JEFFERSON CITY -- The Missouri House Budget Committee yesterday slashed funding for construction of the new Cape Girardeau vocational-technical school by $1.5 million; the Cape Girardeau School District had asked for $1.65 million, and Gov. Mel Carnahan included the funding in his fiscal 1999 budget proposal; but the committee on a voice vote eliminated all but $150,000; State Rep. Mary Kasten, R-Cape Girardeau, says she hopes to restore funding when the full House takes up the capital improvements bill next week.
POPLAR BLUFF, Mo. -- The Federal Trade Commission is trying to block the proposed merger of Poplar Bluff's two hospitals; the FTC says the proposed merger between Lucy Lee Hospital, owned by Tenet Healthcare Corp. of Santa Barbara, California, and Doctors Regional Medical Center, owned by Poplar Bluff Physician Group Inc., will amount to "a virtual merger to monopoly"; the FTC is seeking a federal court order to block the pending merger, arguing that if it goes through, the combined firm will control 78% of the market for acute-care inpatient hospital services in and around the Butler County area.

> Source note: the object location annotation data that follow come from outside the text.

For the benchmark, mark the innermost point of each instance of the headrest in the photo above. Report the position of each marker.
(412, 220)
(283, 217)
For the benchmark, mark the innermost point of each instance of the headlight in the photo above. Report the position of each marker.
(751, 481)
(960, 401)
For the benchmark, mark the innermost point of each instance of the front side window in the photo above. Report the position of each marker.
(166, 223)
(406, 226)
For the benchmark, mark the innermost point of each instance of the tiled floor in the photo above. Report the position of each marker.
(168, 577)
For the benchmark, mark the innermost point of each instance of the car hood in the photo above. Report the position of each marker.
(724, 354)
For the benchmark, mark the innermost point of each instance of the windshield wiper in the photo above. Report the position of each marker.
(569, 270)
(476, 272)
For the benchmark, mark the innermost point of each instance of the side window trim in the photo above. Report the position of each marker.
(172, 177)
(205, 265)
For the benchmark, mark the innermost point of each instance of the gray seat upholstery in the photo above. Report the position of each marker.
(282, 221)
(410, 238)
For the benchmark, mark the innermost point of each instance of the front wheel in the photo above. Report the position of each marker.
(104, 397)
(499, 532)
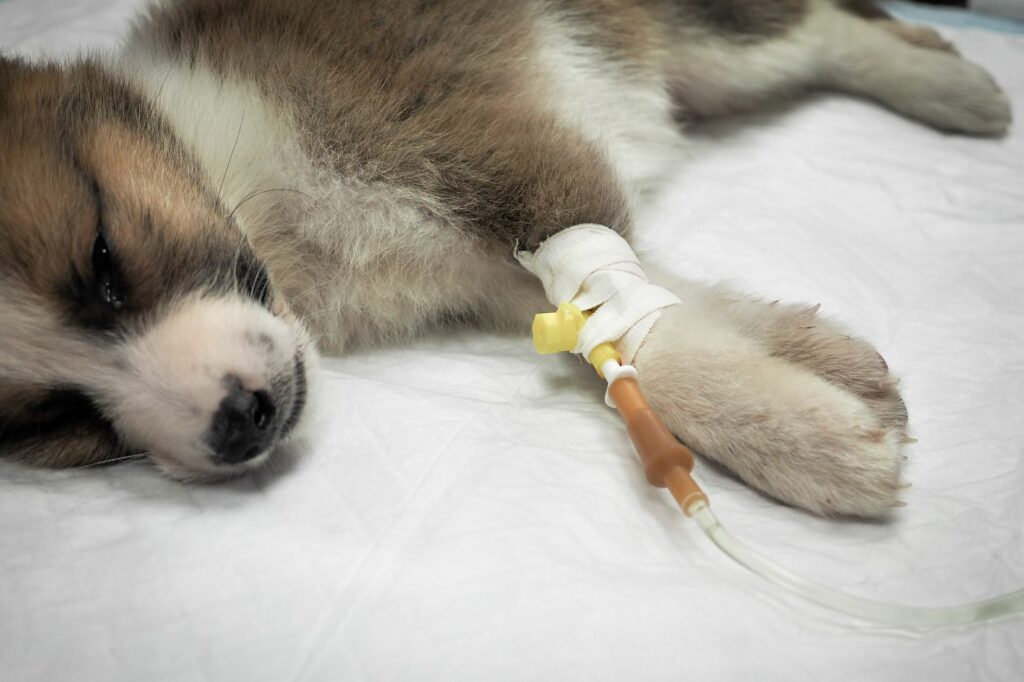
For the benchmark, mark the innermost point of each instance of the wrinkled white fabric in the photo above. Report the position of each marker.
(593, 266)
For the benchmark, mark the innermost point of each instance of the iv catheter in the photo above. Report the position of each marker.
(668, 463)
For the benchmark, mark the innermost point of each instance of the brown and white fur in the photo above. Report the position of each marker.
(180, 220)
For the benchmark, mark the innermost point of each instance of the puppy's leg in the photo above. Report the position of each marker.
(842, 46)
(784, 429)
(799, 334)
(900, 67)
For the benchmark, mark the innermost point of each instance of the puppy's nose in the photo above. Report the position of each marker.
(242, 426)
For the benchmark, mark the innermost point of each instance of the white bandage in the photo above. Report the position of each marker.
(591, 266)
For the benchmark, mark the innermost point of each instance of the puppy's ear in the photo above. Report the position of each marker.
(55, 428)
(8, 68)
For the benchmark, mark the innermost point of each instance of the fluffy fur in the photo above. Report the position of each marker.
(266, 171)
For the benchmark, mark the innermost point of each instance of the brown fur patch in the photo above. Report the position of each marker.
(58, 427)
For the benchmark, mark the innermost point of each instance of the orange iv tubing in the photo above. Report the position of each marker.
(668, 463)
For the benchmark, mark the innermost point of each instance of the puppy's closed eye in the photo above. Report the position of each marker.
(104, 273)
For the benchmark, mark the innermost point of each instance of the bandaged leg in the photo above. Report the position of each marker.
(791, 403)
(595, 268)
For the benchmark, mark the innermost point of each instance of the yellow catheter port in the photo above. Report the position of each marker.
(557, 332)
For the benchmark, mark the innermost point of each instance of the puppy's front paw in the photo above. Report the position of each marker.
(780, 427)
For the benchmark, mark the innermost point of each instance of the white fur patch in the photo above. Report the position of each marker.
(627, 117)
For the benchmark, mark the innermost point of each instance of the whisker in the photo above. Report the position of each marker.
(114, 460)
(230, 157)
(254, 195)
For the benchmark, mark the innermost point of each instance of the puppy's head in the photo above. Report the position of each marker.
(134, 316)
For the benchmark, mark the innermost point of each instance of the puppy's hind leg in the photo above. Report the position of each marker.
(908, 69)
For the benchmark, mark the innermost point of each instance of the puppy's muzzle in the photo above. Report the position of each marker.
(244, 424)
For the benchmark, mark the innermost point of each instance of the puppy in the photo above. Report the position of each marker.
(183, 222)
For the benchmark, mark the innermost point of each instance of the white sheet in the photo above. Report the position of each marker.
(471, 511)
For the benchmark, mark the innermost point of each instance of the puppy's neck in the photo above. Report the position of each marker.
(245, 144)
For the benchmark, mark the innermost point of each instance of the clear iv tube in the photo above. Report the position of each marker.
(892, 614)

The fight continues to save flood-surrounded Kaskaskia Island, Illinois, and its 8,400 acres of productive farmland; falling waters of the Mississippi River have lessened the danger, but the threat of continued high flood levels -- possibly moving upward in coming weeks -- brings action by the Corps of Engineers to shore up a badly damaged, five-mile section of the levee on the north end of the island; strong northwest winds last weekend, coupled with high water, caused wavewash, which ate into the slope of the levee.
Opposition is growing to a tax-supported rural fire protection district for Cape Girardeau; yesterday in Circuit Court, Judge Stanley A. Grimm withheld his expected ruling on petitions calling for an election on the proposed district to enable opponents to file their petitions; petitions opposing taxation as the method of financing the district began circulating today in rural areas and small towns of the county.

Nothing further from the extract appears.